The central bank on Wednesday raised its target range on overnight interest rates by a quarter point to a range of 0.5% to 0.75% and signaled that it expects to raise it further in the months ahead. Policy makers’ updated projections now imply there will be three rate increases of a quarter point each in 2017, up from September’s projection of two increases.
The hawkish tilt got investors’ attention: The Dow Jones Industrial Average, which earlier in the day looked as if it might clear 20000, turned negative following the Fed’s announcement. Given how sensitive the economy might be to rate rises, that might have been an appropriate response.
What the Fed will actually do next year will depend on how the economy fares, and how the economy fares may depend a lot on how big a tax-cut and fiscal spending boom President-elect Donald Trump and Congress put into place next year. There is a lot of uncertainty surrounding all of those things, so there is an argument that the Fed ought to play it cautiously until it gets a little more clarity.
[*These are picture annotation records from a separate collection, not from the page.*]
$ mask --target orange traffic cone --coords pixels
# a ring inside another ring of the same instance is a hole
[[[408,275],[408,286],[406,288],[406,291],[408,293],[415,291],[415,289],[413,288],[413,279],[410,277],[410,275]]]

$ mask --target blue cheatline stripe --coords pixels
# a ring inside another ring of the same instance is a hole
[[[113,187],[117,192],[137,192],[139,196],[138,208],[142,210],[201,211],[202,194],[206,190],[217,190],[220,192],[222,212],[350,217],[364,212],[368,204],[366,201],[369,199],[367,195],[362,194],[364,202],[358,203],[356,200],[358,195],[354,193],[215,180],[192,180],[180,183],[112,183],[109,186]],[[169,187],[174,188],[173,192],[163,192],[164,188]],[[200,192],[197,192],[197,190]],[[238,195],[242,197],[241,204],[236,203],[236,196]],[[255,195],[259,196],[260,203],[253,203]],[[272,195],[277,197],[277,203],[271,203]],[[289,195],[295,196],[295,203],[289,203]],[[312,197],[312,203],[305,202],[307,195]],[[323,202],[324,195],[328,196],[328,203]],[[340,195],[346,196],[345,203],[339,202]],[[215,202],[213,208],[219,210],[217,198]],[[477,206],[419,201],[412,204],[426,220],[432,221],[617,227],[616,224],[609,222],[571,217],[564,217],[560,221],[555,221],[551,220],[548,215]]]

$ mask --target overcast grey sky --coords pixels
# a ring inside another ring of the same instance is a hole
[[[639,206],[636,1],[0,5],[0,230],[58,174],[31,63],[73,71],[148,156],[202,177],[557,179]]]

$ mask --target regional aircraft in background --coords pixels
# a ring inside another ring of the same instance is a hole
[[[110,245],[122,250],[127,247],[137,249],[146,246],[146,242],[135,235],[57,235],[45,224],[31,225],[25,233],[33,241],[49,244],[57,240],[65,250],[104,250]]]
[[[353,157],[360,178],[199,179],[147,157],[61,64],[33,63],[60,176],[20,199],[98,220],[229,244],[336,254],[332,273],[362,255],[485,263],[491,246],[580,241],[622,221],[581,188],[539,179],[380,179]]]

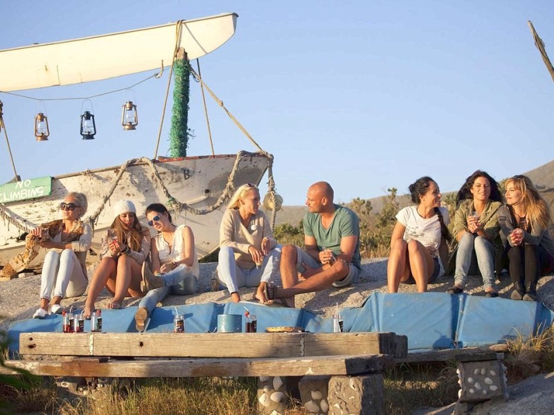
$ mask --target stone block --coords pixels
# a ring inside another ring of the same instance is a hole
[[[384,413],[383,375],[332,376],[328,401],[330,415],[381,415]]]
[[[282,376],[258,378],[258,411],[260,415],[285,415],[287,387]]]
[[[310,415],[329,412],[327,396],[330,378],[330,376],[304,376],[298,382],[302,405]]]
[[[507,398],[506,367],[502,360],[460,362],[458,382],[460,402],[480,402]]]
But even without Washington’s help, the economy looks like it is getting warmer. The unemployment rate is at a nine-year low of 4.6%, growth appears to have firmed and price pressures seem to be picking up. So even if the Fed ignores Mr. Trump’s plans, it would make sense for it to adopt a slightly more hawkish stance.
Entirely ignoring Mr. Trump would be a hard trick for the Fed, however. In her news conference Wednesday, Fed Chairwoman Janet Yellen did allow that the possibility of fiscal policy giving the economy a push did factor into some policy makers’ projections. A scenario in which the Fed must suddenly raise rates in response to inflationary pressures introduced as a result of a large tax-cut and spending package probably isn’t something the central bank wants to see. At the very least, the idea of delaying rate increases to draw more people into the labor force probably isn’t as appealing as it was when the Fed met before Election Day.
At the same time, the Fed also has less headroom on rates than it used to. Policy makers left the midpoint of their longer-run federal-funds target rate projections—the overnight rate they think is consistent with an economy at full employment and inflation hitting its 2% target—at 3%. That compares with 4% at the start of 2014. One implication of that is each quarter-point increase in overnight rates will pack more of a punch than it used to.
“Don’t fight the Fed” is an adage that investors might need to relearn.